Author Topic: FF7 Crisis Core - File Format and Data Investigation  (Read 200355 times)

Karlislie

  • *
  • Posts: 11
    • View Profile
In 00004 there is a pattern,

t the beginning at column 9 there is an increase when scrolling down
at 00006320g to 00006350g there is a sequence from efgh to u

I use Ultraedit...

By the way, in the wiki there is no information on the ATEL and MBD docs, could anyone post them?

Edit:

Also in the 8703 there is this pattern;

      0 @      4@      @@
    1@       5@      A@
  2@       6@      B@
3@      7@      C@

koral

  • Guest
Karlislie check the first post, that is where I had initially dumped all my findings before I had received access to the Wiki.
Everything there isn't in the wiki, and vice-versa.
(in other words, all the known ATEL and MBD findings should still be there)


Sorry for bumping, but incase my previous post got ignored  :lol:

I have released a new version of RINOA (v0.5beta) which can show fully textured map-models.
For more info, check link: http://forums.qhimm.com/index.php?topic=8163.msg101036#msg101036

BlitzNCS

  • *
  • Posts: 889
  • Master of nothing in particular
    • View Profile
    • My Youtube
Sweet, but I can't load my own maps, but oddly i can load my own characters. only map i can load is 02109, banora, the one that came with the RAR...

Karlislie

  • *
  • Posts: 11
    • View Profile
As mentioned in my post earlier toy can see in 00004 there is a pattern

And in this screenshot you can see another alphanumeric pattern

By the way koral, would you mind sharing Rinoa's sourcecode?

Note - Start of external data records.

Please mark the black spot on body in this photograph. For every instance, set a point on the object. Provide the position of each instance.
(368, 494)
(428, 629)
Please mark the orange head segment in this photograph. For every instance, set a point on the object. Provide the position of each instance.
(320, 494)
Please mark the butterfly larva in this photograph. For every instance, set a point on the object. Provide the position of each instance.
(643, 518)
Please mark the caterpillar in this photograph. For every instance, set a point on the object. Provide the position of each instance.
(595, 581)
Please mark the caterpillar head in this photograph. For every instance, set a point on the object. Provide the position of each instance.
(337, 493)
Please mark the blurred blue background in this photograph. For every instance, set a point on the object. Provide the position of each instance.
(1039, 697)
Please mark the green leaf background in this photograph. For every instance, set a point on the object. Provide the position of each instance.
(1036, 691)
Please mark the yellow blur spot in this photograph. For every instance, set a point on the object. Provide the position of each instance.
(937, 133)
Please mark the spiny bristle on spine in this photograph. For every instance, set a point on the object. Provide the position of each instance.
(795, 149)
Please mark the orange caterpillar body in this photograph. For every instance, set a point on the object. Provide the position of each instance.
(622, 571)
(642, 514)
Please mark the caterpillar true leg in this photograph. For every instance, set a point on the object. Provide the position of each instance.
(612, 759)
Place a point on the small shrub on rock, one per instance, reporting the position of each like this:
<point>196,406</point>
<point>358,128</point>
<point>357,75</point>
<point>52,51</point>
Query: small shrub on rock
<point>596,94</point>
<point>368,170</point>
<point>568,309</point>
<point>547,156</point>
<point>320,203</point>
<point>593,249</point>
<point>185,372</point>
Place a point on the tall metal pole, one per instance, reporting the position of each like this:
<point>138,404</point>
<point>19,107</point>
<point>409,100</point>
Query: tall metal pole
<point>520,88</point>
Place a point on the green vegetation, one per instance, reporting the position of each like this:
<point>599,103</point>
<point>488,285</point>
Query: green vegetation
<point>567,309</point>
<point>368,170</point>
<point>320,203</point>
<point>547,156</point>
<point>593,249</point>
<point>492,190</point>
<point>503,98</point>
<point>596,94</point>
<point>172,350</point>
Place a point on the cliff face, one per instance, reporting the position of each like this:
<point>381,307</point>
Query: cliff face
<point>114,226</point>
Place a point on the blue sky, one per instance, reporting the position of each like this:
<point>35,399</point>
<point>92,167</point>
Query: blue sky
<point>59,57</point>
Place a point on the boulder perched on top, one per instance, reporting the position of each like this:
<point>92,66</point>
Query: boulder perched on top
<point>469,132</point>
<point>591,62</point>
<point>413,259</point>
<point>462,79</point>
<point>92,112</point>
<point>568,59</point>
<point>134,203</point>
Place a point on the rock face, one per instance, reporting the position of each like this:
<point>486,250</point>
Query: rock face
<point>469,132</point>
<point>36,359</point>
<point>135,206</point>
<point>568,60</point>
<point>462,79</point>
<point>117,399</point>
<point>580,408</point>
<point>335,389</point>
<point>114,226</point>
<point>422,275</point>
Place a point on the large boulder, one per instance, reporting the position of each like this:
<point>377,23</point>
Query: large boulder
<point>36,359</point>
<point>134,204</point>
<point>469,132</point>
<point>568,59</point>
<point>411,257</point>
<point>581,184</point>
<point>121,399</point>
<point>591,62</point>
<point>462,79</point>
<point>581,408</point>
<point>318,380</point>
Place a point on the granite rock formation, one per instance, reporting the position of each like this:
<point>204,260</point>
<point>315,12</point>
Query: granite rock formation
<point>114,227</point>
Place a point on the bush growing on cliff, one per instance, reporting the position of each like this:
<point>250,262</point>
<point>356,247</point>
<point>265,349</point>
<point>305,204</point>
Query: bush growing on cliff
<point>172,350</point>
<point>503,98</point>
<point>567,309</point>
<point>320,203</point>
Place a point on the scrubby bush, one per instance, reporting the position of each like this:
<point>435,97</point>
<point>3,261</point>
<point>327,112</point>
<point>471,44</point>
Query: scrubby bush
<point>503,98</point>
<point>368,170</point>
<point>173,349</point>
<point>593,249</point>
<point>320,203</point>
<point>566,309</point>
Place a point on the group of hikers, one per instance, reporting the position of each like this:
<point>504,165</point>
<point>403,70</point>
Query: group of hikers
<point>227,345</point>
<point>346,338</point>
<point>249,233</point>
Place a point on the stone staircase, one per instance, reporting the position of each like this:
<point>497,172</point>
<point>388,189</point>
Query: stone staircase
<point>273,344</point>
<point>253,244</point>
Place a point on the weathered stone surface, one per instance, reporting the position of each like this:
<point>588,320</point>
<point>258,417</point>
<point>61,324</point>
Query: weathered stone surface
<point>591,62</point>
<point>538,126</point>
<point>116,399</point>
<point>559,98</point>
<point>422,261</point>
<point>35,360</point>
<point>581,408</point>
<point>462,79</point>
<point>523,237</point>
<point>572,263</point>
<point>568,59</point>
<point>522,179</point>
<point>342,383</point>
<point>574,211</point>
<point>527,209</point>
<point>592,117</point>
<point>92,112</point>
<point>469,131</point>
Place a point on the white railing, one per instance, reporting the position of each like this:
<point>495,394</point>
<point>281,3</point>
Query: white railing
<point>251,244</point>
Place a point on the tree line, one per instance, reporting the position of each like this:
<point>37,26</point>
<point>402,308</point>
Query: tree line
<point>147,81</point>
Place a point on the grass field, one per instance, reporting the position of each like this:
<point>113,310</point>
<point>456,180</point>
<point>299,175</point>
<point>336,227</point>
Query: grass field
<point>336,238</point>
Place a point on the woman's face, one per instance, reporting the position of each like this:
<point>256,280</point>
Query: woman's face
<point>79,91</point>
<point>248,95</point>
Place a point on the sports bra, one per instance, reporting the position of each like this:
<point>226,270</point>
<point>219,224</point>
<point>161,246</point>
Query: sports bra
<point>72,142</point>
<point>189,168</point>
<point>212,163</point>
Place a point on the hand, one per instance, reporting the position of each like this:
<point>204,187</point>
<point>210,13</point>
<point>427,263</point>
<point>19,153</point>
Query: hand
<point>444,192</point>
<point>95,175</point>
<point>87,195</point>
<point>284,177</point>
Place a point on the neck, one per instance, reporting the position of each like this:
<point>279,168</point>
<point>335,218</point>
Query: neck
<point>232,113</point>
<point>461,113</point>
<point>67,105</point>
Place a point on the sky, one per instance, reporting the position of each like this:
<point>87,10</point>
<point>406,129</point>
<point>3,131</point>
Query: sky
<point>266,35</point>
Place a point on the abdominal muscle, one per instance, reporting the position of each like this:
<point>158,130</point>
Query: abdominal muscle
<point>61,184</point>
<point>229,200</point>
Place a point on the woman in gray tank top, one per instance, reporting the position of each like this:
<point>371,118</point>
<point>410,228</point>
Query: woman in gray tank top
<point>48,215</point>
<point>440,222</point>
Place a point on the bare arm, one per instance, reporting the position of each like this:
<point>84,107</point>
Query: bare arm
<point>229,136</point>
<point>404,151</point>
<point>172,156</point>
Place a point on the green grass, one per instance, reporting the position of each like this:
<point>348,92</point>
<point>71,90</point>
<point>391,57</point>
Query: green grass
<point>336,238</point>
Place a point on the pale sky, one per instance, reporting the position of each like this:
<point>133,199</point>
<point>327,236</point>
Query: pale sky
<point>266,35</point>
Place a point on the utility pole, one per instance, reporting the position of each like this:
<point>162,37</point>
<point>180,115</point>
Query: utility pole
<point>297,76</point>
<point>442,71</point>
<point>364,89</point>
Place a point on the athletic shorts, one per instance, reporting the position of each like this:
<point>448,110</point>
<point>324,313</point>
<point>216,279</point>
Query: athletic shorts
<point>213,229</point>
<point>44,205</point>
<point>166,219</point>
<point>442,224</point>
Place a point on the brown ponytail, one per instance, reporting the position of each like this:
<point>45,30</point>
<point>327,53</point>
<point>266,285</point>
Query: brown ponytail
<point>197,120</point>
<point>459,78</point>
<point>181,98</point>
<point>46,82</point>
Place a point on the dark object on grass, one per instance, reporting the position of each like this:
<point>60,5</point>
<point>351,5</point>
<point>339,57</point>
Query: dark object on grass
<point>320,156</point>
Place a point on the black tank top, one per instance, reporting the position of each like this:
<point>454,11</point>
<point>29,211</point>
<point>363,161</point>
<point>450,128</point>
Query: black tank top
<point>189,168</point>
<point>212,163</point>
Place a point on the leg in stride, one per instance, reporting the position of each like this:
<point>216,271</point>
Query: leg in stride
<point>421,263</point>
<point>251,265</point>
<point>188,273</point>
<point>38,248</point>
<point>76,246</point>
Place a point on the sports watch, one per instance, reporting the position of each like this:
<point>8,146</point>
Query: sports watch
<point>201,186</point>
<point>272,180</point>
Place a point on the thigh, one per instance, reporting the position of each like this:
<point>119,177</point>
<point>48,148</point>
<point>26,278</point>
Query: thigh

I know I sure would love to develop it further.
« Last Edit: 2009-04-19 16:50:36 by Karlislie »

koral

  • Guest
Sorry Karlislie, but RINOA will remain closed source as my own personal project  :wink:
But all the information (as we have discovered) is out in the open, so you shouldn't have difficultly writing your own tool(s) for specific purposes.

Those screens look like [MBD] scripts, ignitz posted the codes for them here: http://forums.qhimm.com/index.php?topic=8163.msg98499#msg98499

But they could just as easily be numbered indices or offsets or something else. :-P

Karlislie

  • *
  • Posts: 11
    • View Profile
hello koral  :lol:

Thanks for the link and for answering, never hurts to ask   :-)

With that post almost of the files are documented except for [ATEL] itself....

Could you post how to open [ATEL]? or how those bytes, dwords on [ATEL]  :?
Since some of the games interesting content seems to inside them :-P
« Last Edit: 2009-04-20 00:14:28 by Karlislie »

MrAdults

  • Guest
*Exhibition.

Ahh... every time I come through Tech-Related I get a bit sad about my inability to rip things like some of the rest of you... I have so many games I want investigated, but no time, or skill, necessary.

Koral and MrAdults specifically, you two are my model decoding heroes. I've never seen anyone else get so much done so fast. Is there a secret you have? Like being aliens?
I used to wonder how people did it, too, back in my early programming days. :) There's no real trick, it's just a matter of having a wide base of knowledge to narrow down the possibilities. If you know what you're looking for before you start looking, you'll find it faster. On the other hand, you can't be too focussed on a single possibility, or you'll waste a lot of time looking for the wrong thing.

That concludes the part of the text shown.